OK, so I suppose I should account for myself... like where I've been, you know, and why I've left nothing for you Astonished Head... uh, Heads to read but great piles of nothing, stinking up the place like Ninth Ward carpeting.
So anyway... I'm on steroids.
No, not the big head - inflating kind. Methylprednisolone, a corticosteroid brought to you by the makers of LSD.
I've written before about my amazing exploding face. Well... it finally got so bad that I procured some Rhinocort - - another steroid preparation - - but then discovered that I needed some oral steroids to jumpstart it. See, the insides of my nostrils had basically become a set of swollen red bricks. So the spray couldn't really get where it needed to go.

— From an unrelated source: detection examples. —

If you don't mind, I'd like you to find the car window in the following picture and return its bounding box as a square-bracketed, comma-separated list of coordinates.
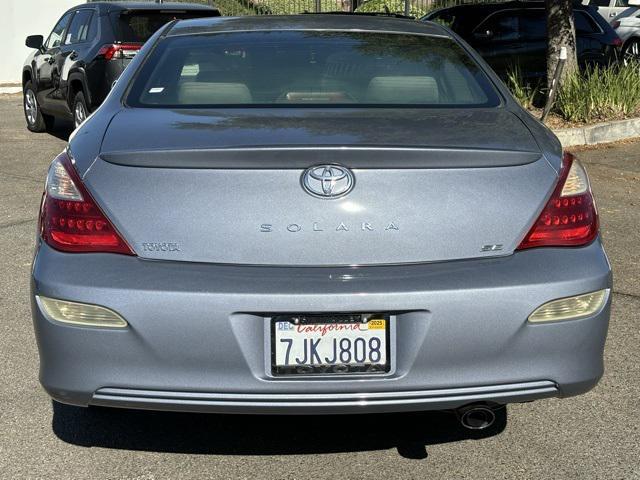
[111, 10, 220, 43]
[64, 9, 93, 45]
[574, 10, 600, 34]
[520, 10, 547, 40]
[475, 10, 520, 41]
[44, 12, 73, 49]
[127, 31, 500, 108]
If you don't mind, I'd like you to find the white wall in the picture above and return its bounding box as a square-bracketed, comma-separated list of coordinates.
[0, 0, 84, 84]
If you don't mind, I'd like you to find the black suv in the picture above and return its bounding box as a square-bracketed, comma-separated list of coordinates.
[421, 1, 622, 79]
[22, 2, 220, 132]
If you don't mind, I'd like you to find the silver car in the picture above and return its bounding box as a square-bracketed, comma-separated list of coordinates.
[31, 15, 612, 428]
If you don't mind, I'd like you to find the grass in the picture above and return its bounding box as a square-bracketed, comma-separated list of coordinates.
[356, 0, 427, 18]
[505, 63, 640, 124]
[555, 63, 640, 123]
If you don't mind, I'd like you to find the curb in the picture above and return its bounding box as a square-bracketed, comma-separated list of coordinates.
[0, 86, 22, 95]
[553, 118, 640, 147]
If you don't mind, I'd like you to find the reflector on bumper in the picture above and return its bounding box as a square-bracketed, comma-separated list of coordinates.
[529, 289, 609, 323]
[36, 296, 127, 328]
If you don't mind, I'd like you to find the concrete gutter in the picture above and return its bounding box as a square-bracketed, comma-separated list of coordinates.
[553, 118, 640, 147]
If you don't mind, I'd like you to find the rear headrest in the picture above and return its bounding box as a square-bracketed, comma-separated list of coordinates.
[367, 77, 440, 103]
[178, 82, 252, 105]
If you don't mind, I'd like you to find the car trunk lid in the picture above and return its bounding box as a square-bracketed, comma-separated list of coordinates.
[85, 109, 557, 266]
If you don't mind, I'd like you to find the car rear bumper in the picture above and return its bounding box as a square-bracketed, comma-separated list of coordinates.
[32, 241, 611, 414]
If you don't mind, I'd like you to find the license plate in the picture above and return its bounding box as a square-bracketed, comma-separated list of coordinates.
[271, 314, 390, 375]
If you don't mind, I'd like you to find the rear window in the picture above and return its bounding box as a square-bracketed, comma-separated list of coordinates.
[127, 31, 500, 108]
[111, 10, 220, 43]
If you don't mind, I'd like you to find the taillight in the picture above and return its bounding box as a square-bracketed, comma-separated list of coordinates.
[40, 152, 134, 255]
[518, 153, 598, 250]
[98, 43, 142, 60]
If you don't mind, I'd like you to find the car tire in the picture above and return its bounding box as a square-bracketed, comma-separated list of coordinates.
[22, 81, 55, 133]
[622, 38, 640, 65]
[73, 92, 89, 128]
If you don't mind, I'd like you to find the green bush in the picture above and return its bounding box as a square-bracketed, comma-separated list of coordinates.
[356, 0, 427, 18]
[555, 63, 640, 123]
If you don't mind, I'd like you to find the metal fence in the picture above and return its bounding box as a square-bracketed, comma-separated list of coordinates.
[112, 0, 500, 18]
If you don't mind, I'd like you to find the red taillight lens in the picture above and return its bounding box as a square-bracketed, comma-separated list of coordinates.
[518, 153, 598, 250]
[98, 43, 142, 60]
[40, 152, 134, 255]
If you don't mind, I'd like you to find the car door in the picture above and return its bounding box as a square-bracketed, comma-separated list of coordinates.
[573, 10, 607, 67]
[470, 8, 528, 76]
[583, 0, 636, 23]
[518, 8, 548, 78]
[34, 11, 74, 111]
[60, 8, 97, 113]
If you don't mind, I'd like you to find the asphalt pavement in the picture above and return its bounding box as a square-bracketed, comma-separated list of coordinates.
[0, 95, 640, 480]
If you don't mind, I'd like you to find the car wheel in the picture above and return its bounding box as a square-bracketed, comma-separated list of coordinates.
[22, 81, 54, 132]
[73, 92, 89, 128]
[622, 39, 640, 65]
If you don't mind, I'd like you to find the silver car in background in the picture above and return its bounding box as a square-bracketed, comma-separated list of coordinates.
[32, 15, 612, 428]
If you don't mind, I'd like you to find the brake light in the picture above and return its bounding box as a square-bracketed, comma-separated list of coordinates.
[98, 43, 142, 60]
[40, 152, 134, 255]
[518, 153, 598, 250]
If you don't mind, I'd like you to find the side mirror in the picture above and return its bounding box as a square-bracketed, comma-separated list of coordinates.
[473, 29, 492, 40]
[24, 35, 44, 49]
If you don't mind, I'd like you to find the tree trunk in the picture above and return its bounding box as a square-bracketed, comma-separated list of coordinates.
[544, 0, 578, 85]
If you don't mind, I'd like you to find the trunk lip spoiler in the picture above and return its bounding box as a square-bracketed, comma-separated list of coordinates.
[98, 145, 544, 170]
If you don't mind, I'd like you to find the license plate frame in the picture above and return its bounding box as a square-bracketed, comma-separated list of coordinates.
[265, 313, 393, 378]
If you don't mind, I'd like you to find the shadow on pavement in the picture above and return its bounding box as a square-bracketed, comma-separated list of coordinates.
[45, 119, 73, 142]
[53, 402, 507, 459]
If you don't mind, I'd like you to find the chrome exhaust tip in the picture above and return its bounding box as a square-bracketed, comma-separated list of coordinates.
[458, 405, 496, 430]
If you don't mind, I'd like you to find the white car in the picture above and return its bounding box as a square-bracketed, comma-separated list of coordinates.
[582, 0, 640, 62]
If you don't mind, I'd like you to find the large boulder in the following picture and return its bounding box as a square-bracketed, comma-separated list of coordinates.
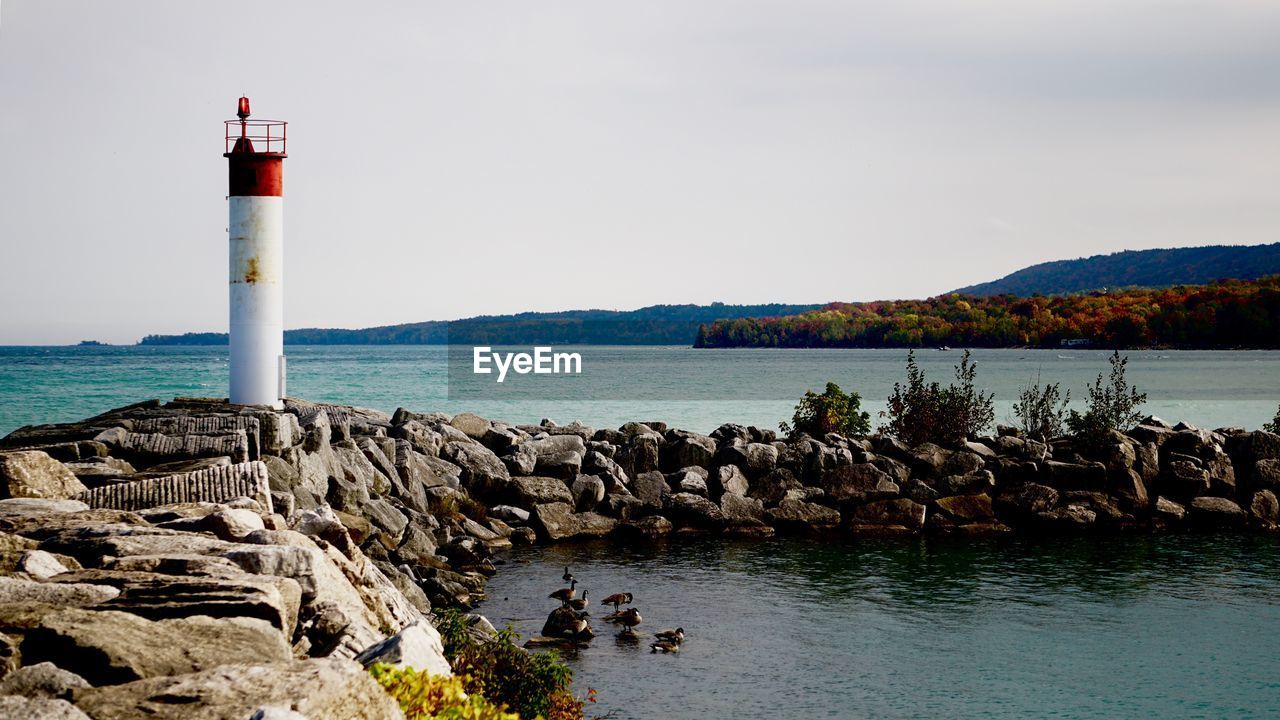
[818, 462, 899, 502]
[356, 620, 456, 675]
[1188, 497, 1249, 529]
[0, 696, 91, 720]
[440, 441, 511, 497]
[511, 475, 573, 509]
[0, 662, 93, 696]
[716, 442, 778, 479]
[849, 497, 925, 532]
[74, 660, 404, 720]
[765, 500, 840, 530]
[22, 609, 293, 685]
[0, 450, 87, 500]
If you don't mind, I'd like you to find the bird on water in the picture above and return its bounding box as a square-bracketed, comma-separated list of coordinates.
[600, 592, 631, 612]
[547, 580, 577, 605]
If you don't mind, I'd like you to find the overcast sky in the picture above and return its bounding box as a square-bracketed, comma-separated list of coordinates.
[0, 0, 1280, 343]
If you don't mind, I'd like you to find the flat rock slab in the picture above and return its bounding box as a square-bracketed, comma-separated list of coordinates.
[0, 450, 84, 500]
[73, 660, 404, 720]
[22, 610, 292, 681]
[0, 578, 120, 607]
[77, 460, 273, 512]
[0, 696, 91, 720]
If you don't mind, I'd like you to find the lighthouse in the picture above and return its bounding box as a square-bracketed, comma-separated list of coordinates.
[223, 97, 287, 409]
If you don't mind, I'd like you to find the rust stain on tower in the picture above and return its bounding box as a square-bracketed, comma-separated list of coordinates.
[244, 258, 259, 284]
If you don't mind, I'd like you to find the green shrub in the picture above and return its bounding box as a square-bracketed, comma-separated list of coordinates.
[1014, 374, 1071, 442]
[369, 664, 520, 720]
[881, 350, 996, 446]
[778, 383, 872, 438]
[438, 609, 594, 720]
[1066, 350, 1147, 446]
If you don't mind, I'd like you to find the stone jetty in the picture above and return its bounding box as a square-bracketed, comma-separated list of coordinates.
[0, 398, 1280, 720]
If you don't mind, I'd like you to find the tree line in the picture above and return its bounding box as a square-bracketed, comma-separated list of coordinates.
[695, 275, 1280, 348]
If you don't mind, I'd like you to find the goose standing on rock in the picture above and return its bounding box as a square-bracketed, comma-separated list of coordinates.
[547, 580, 577, 605]
[617, 607, 640, 641]
[653, 628, 685, 640]
[600, 592, 631, 612]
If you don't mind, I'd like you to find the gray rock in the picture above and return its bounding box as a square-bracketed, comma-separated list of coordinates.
[934, 495, 996, 524]
[489, 504, 529, 524]
[818, 462, 899, 502]
[716, 442, 778, 479]
[22, 610, 292, 685]
[765, 500, 840, 530]
[0, 497, 88, 518]
[502, 443, 538, 475]
[0, 662, 92, 700]
[0, 450, 84, 500]
[570, 475, 604, 512]
[1188, 497, 1248, 528]
[667, 492, 724, 528]
[76, 660, 403, 720]
[511, 475, 573, 507]
[442, 441, 511, 497]
[708, 465, 750, 497]
[0, 578, 120, 607]
[0, 696, 92, 720]
[1249, 489, 1280, 530]
[631, 470, 671, 507]
[849, 497, 925, 532]
[1155, 496, 1187, 523]
[534, 448, 582, 482]
[77, 461, 273, 512]
[356, 620, 456, 675]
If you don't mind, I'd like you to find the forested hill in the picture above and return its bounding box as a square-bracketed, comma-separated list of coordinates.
[140, 302, 820, 345]
[955, 242, 1280, 297]
[695, 275, 1280, 348]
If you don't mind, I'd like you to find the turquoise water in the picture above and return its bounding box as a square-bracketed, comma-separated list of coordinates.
[0, 346, 1280, 433]
[479, 536, 1280, 720]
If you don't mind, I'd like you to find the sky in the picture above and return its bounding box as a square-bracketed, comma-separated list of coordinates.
[0, 0, 1280, 345]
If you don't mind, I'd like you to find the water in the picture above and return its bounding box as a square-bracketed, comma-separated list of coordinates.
[479, 536, 1280, 719]
[0, 346, 1280, 434]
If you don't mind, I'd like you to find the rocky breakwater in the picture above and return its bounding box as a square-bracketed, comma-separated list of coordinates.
[0, 398, 1280, 720]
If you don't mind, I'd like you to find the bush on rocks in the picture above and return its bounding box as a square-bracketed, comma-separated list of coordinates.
[778, 383, 872, 438]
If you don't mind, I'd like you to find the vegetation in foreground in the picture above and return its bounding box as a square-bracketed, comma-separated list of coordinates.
[696, 275, 1280, 348]
[881, 350, 996, 446]
[778, 383, 872, 438]
[781, 350, 1162, 447]
[439, 609, 595, 720]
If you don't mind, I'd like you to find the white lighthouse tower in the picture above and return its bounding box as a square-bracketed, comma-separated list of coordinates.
[224, 97, 287, 409]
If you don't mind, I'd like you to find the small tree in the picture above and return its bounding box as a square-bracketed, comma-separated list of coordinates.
[1262, 399, 1280, 434]
[778, 383, 872, 438]
[1066, 350, 1147, 445]
[882, 350, 996, 446]
[1014, 373, 1071, 442]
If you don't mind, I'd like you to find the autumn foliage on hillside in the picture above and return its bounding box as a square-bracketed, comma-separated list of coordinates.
[696, 275, 1280, 348]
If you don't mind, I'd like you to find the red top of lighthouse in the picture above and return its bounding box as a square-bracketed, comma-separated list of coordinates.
[223, 96, 289, 158]
[223, 97, 288, 197]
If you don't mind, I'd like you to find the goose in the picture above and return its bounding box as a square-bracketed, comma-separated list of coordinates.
[653, 628, 685, 644]
[547, 580, 577, 605]
[614, 607, 640, 633]
[600, 592, 631, 612]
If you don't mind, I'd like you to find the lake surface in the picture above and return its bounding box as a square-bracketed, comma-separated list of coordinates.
[479, 536, 1280, 719]
[0, 346, 1280, 433]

I'm breathing fine now. Unfortunately, methylprednisolone mimics a certain naturally - occurring andrenergic hormone... the same hormone that opens up the old schnoz when I go on a long bikeride. So I was awake for about 72 hours straight this past week. I also feel like I'm about to get jumped by some sort of predatory beast with illuminated retinas, sharp pointy teeth, and a rough tongue specially designed for licking off the thin nutritious membrane that surrounds my bones.
Which, of course, is exactly what I was trying to avoid when I quit pseudoepehedrine.
I don't doubt that this course of steroids and the atrocious histamine apocalypse that required it have contributed to my sour, unproductive mood. But the mood was only exacerbated by these things. The August blog doldrums slid straight into the steroid slump, and if I'm not careful the Big Winter Quiet will get me, too, and then suddenly it's 2006 and the last thing I'll have written about is what a loopy ponce Mr. Sullivan was about the whole FEMA thing.
But things will pick up. I know this to be true, because I've got a Wacky Plan.